Colin tiró de las riendas, y el caballo se detuvo, con la nariz contra la cola del burro. El burro se había detenido en seco. Se encontraban en la cima de una pequeña colina. Al pie había un charco congelado y una hilera de sauces.

– Espoléalo -dijo Colin, pero Kivrin ya había desmontado.

– No irá más lejos. Es como la otra vez. Me vio atravesar. Creía que había sido Gawyn, pero fue Roche -pasó la brida por encima de la cabeza del burro, y el animal regresó inmediatamente por el estrecho sendero.

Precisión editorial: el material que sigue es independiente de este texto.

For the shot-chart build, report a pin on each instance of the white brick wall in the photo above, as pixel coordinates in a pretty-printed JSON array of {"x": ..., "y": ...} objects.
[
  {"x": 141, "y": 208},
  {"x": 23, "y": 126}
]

– ¿Quieres montar? -le preguntó Colin, y descabalgó.

Ella sacudió la cabeza.

– Me duele más montar y desmontar que caminar.

Contemplaba la colina. Los árboles sólo la cubrían hasta la mitad, y más allá la colina estaba blanca debido a la nieve. Debía de haber dejado de nevar, aunque Dunworthy no se había dado cuenta de ello. Las nubes iban separándose, y entre ellas el cielo era de un lavanda pálido y claro.

– Pensó que era santa Catalina -prosiguió Kivrin -. Me vio atravesar, como usted temía que sucediera. Creyó que Dios me había enviado para ayudarlos en su hora de necesidad.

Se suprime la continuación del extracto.